Il percorso espositivo è articolato su due piani: al piano terra sono esposti principalmente materiali provenienti dalle necropoli messe in luce in area urbana. Al piano superiore sono invece esposti i reperti provenienti dalle Terme Centrali, la sezione dei marmi e inoltre la collezione comunale, messa insieme dal signor Emilio Paglietti tra Ottocento e Novecento e che ha costituito il primo nucleo del museo. Questa comprende reperti che coprono un arco cronologico dall’età del bronzo al V sec. d.C., non tutti provenienti dal territorio di Porto Torres.

 

Piano terra

statua-ingresso

All’ingresso si trova una statua onoraria marmorea virile di togato. Il plastico, che troviamo subito sulla sinistra, mostra la sovrapposizione tra la città moderna e quella antica ed i principali siti dell’antica colonia.
Si segnalano i reperti più significativi:

  • le lucerne, oggetti per l’illuminazione, usati con valore simbolico nei corredi funerari (in quasi tutte le vetrine, per esempio vetrina 6);
  • le monete, che servivano come obolo di Caronte;
  • le cuticulae, piccole piastre in pietra per la preparazione di trucchi (vet. 5);
  • anfore e tappi di sughero, provenienti dal relitto di Cala Reale-Asinara (vet. 8);
  • un bronzo nuragico raffigurante un toro, dall’Asinara, (vet. 8).

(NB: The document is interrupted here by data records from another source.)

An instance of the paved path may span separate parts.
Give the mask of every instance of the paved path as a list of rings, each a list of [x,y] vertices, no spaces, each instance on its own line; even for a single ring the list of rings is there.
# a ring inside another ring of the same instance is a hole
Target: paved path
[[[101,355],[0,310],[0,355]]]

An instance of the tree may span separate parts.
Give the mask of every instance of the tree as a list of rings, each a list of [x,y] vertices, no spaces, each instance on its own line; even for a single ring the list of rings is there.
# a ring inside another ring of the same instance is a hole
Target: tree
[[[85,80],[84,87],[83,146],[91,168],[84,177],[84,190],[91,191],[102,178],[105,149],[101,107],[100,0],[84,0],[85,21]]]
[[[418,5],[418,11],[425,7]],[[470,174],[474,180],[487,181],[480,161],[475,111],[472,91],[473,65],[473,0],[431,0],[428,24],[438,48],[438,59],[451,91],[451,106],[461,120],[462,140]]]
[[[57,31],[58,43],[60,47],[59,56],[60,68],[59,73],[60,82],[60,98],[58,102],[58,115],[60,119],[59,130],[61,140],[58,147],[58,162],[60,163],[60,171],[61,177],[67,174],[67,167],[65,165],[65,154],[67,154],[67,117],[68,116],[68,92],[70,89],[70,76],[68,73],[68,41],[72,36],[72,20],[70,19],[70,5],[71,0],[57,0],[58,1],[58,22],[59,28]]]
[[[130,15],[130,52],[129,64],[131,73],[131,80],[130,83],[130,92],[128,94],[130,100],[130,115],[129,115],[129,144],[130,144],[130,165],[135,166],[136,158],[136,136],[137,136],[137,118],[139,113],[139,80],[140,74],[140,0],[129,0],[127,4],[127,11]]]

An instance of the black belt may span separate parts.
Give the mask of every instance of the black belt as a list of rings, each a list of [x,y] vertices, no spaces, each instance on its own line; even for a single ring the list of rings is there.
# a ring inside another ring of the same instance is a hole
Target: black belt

Al centro della sala sono visibili i resti di una domus privata con diversi ambienti riscaldati.
Fuori vetrina troviamo una serie di statue datate al I sec. d.C, tre maschili, rappresentanti magistrati con la toga e la capsa, e due femminili, con tunica e manto.

ara-e-statue

La vetrina 14 espone la maschera di un satiro, datato al I sec. d.C. Probabilmente fu usato come elemento decorativo di una fontana.

satiro

Nelle vetrine 13 e 15 spiccano una statuetta di ceramica di un legionario e numerosi oggetti in vetro.
Al centro della parete di fondo si trova l’ara di Bubastis (la dea egizia con testa di gatto), decorata riccamente, presenta la dedica del sacerdote Caius Cuspius Felix alla divinità ed i nomi dei consoli che permettono di datarla al 35 d.C.

 

Primo piano

Il plastico riproduce l’area delle Terme Centrali: si notano le antiche vie che racchiudono il quartiere del complesso architettonico.
Si possono ammirare oggetti di uso comune, ceramiche di varia tipologia, elementi architettonici e decorativi. Si segnalano:

  • la statua di Cautopates, un giovane aiutante di Mitra. Tra le mani ha una fiaccola rovesciata, che simboleggia il sole al tramonto (vet. 17);
  • un mosaico funerario che ricopriva la tomba di due coniugi (Septimia Musa e Dionisio), che si rivela paleocristiano per gli elementi decorativi e simbolici (fine IV-inizi V sec.d.C);

mosaico-septimia

  • la sezione dei marmi (vett.33-36), tra cui si nota il ritratto di Marco Aurelio ed un oscillum, che decorava i giardini delle case romane;
  • l’iscrizione funeraria di Flavia Cyriace (vet. 50), morta a 26 anni e ricordata con amore dal marito e dai genitori, datata alla prima metà del IV sec.d.C;
  • il sarcofago in marmo di Aurelia Concordia, raffigurata al centro (III sec.d.C);
  • l’urna cineraria di Caius Vehilius Rufus (vet. 38), decorata con elementi egittizzanti, datata al I-II sec.d.C;

urna-rufus

  • gioielli, tra cui anelli, orecchini, collane ed una fibula (vet. 32);
  • un sarcofago in piombo (IV sec. d.C.).